EI is no more of an algae preventer than co2 and light. If these three things are in the right amounts then the plants maximize their uptake and rid the water of waste products from the nitrogen cycle, notably ammonia. 

A new tank with good light is always the easiest target for algae, since the bio-filter is immature and it's very easy to have ammonia sit in the tank. The addition of carbon/purigen and large water changes is always recommended to rid the tank of organics before they break down. These act as a bridge to fill the gap unto the bio-filter matures and the plants 'really' start to grow.

A tank that has very little plant mass and good light is the next most vulnerable tank. It might have a good bio-filter, but not enough plants to assist with the uptake. These tanks are very hard to maintain, especially if good light is needed (think Iwagumi.) If a thinly planted tank goes through any disturbance to the substrate and ammonia is released it's very easy to get an algae/algae bloom since the plants aren't present to assist with the uptake. 

I think every tank has algae spores, but each one has a different threshold on those spores turning into full blown algae based on the ammonia that is left in the water column for too long.


----------



## MikeP_123 (Aug 31, 2008)

I think I may have had a Eureka moment! (A lot of credit to you house)

An excess of nutrients does not cause algae
Too much light even, might not cause algae

According to EI
Ammonia presence ends up, more times than not, being the cause of an algae bloom.

Therefore, the limiting factor for algae should not necessarily be light or CO2 or Ferts... but ammonia.
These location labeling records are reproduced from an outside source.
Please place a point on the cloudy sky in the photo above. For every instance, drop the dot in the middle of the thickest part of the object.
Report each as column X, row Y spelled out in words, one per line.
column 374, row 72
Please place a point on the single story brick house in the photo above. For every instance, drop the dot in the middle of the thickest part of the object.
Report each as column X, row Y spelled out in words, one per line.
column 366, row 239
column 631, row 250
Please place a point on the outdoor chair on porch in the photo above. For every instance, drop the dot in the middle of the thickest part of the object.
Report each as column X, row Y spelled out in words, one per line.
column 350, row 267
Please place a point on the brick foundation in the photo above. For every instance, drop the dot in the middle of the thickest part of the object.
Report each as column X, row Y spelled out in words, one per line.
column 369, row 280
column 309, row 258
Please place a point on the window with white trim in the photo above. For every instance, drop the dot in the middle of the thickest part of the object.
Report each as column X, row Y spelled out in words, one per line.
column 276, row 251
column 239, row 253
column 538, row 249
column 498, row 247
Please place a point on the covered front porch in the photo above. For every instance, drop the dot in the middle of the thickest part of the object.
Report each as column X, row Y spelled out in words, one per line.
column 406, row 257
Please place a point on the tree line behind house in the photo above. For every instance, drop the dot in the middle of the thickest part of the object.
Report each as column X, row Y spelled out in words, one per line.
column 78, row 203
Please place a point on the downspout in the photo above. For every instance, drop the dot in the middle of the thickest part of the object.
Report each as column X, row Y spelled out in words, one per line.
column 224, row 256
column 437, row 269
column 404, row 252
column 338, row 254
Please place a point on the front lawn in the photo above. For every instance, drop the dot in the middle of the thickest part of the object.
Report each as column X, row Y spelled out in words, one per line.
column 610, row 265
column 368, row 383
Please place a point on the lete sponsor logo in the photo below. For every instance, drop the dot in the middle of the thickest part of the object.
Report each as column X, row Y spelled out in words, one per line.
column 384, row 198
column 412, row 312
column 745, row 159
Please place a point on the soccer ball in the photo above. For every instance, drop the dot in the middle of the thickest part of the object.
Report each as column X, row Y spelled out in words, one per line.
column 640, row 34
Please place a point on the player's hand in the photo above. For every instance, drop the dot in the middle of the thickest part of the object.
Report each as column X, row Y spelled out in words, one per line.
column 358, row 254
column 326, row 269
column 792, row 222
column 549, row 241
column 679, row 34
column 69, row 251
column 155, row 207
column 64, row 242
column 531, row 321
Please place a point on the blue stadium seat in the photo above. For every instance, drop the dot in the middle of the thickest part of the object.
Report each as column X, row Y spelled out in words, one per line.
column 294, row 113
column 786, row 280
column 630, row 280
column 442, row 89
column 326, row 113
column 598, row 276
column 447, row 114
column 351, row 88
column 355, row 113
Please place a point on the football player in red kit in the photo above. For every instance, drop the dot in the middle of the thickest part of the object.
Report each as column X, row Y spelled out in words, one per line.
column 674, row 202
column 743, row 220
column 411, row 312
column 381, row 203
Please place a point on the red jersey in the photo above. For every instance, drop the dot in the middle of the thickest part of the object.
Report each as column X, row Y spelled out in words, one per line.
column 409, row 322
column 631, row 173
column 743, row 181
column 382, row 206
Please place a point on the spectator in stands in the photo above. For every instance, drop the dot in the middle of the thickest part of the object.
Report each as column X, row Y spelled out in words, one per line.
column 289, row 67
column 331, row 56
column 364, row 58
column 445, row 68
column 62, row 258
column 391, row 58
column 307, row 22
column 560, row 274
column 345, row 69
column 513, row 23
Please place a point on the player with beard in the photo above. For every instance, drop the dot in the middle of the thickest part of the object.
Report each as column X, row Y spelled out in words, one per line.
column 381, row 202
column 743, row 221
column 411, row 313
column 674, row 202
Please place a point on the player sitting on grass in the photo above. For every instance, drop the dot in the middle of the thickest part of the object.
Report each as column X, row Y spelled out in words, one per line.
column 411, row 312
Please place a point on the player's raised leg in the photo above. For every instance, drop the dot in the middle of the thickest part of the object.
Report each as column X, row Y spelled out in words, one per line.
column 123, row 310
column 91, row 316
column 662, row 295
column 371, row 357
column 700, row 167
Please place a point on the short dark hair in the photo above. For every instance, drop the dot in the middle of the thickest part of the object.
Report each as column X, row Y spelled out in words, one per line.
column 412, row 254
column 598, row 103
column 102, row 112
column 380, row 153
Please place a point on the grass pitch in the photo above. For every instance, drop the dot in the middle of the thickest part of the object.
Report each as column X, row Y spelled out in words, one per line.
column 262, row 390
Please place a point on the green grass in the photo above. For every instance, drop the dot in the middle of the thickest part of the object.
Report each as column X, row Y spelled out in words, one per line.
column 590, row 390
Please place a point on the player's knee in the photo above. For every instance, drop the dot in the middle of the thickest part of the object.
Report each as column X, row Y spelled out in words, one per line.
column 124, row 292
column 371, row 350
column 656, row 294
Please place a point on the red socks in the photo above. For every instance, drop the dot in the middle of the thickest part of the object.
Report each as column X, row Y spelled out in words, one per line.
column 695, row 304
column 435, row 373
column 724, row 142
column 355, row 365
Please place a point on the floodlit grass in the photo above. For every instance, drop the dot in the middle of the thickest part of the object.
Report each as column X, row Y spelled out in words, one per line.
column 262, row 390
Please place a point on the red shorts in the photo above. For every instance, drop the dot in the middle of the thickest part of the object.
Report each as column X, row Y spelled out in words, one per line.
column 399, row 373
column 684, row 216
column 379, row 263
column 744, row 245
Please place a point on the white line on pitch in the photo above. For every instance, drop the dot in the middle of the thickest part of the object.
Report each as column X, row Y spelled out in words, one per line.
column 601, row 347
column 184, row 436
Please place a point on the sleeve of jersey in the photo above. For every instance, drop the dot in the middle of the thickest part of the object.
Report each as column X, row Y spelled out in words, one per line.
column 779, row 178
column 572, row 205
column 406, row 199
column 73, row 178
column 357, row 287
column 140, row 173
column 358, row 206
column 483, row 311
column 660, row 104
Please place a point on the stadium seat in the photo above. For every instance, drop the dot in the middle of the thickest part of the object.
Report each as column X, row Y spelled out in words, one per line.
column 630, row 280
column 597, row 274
And because of this, you can give your plants an excess of all 3 previous, which will just encourage them to grow faster and thus sucking up any ammonia in the water column... and thus prevent algae. If plants are limited in any of the 3 above, growth then slows which slows the amount of ammonia the plants will absorb, and thus allows ammonia to build up more... and then algae can set in.


Cool


----------



## houseofcards (Mar 21, 2009)

MikeP_123 said:


> I think I may have had a Eureka moment! (A lot of credit to you house)
> 
> An excess of nutrients does not cause algae
> Too much light even, might not cause algae
> ...


I kinda like that. Let me enjoy this moment before someone ruins it. :laugh2:


----------



## roadmaster (Nov 5, 2009)

Under higher light,CO2 will be limiting factor for most of the more demanding plant's.
We can easily dump nutrient's in the tank to cover plant's need's even under very high lighting. 
As mentioned,,just because fish gasp with amount of CO2 you are injecting, does not mean that the plant's are getting enough for the amount of light energy being directed at them. 
That is where clean equipment/filter's,good flow that is not conflicting with flow from another direction,clean diffuser's,,proper sized diffuser's/pump's for reactor's,drop checker's clean and solution replaced regularly, drop checker's moved around low in the tank to see that the gas is getting down lower and to all area's as also mentioned comes into play.
I do not see ammonia as being much at play unless you root around in the substrate and or pull up and move plant's frequently,over feed,over stock,poor filter maint, irregular water changes,and or all of the above.
See Burr 740's post's above to be most pertinent.(not the only good advice,just pertinent from my view)


----------



## houseofcards (Mar 21, 2009)

For me the key is in the uptake and the processing of organics. There are algae spores everywhere lying in wait to become full blown algae.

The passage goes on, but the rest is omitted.